Jacob Aron
New Scientist
July 10, 2013
Alan Turing and an army of codebreakers took years to crack the Enigma code during the second world war. Just be thankful the Nazis weren’t using a quantum Enigma machine.
Quantum key distribution (QKD) can already keep secret the key to a code. “I was trying to think of alternatives,” says Seth Lloyd at the Massachusetts Institute of Technology. “It occurred to me that it would be interesting to quantise the Enigma machine.”
Enigma machines are like souped-up typewriters, with an illuminated panel above the keyboard that also displays the alphabet. Type in a letter and a different letter on the panel lights up, indicating how to encrypt that character.

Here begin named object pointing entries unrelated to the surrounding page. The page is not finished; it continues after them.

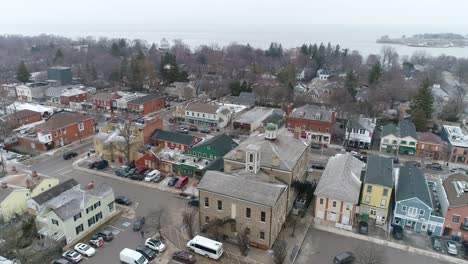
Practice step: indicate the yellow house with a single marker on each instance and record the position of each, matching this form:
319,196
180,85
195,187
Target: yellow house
377,189
16,190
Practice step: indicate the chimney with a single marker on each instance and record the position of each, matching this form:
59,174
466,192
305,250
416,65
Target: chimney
275,161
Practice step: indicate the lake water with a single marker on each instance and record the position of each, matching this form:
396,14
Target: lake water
354,37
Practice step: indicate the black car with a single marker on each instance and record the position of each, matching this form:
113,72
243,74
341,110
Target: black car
69,155
123,200
363,228
148,253
138,223
172,181
397,232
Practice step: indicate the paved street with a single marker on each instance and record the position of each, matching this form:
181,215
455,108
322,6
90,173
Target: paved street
321,247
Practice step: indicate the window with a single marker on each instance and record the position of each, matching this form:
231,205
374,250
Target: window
79,229
78,216
91,221
385,192
383,202
262,217
262,235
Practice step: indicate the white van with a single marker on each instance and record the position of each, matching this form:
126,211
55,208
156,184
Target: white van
130,256
152,175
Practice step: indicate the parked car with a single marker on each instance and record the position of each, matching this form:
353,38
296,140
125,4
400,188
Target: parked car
181,182
123,200
147,252
96,241
172,181
363,228
69,155
397,232
85,250
184,257
102,164
194,202
72,256
436,243
155,245
107,235
344,258
138,223
152,175
452,248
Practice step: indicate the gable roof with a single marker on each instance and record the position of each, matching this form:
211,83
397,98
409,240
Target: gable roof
241,188
62,119
222,143
174,137
145,99
55,191
412,184
379,171
202,108
341,179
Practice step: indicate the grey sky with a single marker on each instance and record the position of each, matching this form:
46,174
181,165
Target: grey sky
406,12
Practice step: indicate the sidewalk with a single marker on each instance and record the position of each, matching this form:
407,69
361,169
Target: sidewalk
444,258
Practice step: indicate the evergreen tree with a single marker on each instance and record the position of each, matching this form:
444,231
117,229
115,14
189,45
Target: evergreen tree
22,73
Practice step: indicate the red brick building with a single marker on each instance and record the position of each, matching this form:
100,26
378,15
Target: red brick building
430,146
146,104
454,200
21,118
314,122
63,128
73,95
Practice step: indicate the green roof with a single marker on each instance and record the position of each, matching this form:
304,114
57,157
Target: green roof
222,143
379,171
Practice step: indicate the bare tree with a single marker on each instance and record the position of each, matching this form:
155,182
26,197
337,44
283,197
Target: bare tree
188,219
369,255
279,251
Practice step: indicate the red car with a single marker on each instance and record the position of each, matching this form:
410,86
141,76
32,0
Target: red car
184,257
181,182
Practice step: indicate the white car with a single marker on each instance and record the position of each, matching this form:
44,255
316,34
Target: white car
85,250
452,248
72,256
152,175
155,244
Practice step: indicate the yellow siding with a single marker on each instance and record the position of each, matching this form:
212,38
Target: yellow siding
43,186
14,203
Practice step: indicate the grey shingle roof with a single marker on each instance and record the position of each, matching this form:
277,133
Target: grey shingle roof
222,143
411,184
240,188
312,112
175,137
145,99
379,171
287,148
55,191
341,179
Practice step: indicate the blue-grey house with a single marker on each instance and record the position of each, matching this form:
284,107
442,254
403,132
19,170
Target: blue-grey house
414,203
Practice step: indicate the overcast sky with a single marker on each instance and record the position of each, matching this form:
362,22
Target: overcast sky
192,12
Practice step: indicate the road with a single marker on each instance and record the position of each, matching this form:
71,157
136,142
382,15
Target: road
321,247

Wired rotors do the scrambling by guiding an electrical signal along a certain path. Crucially, with each new letter, the path changes, so if you type the same letter again it will be encrypted differently – avoiding the repeated letter patterns that codebreakers rely on. The change isn’t random, but depends on the initial rotor settings, which work as the key.
If you know the settings – Enigma operators had books specifying them – the encrypted words can be typed into another Enigma machine to reveal the message.
Turing and his colleagues relied on external information, such as knowledge that a message was likely to be about the weather, to make educated guesses at its content, which often led them to the key. In other words, they turned an increase in information about the message into a reduction in the key’s strength.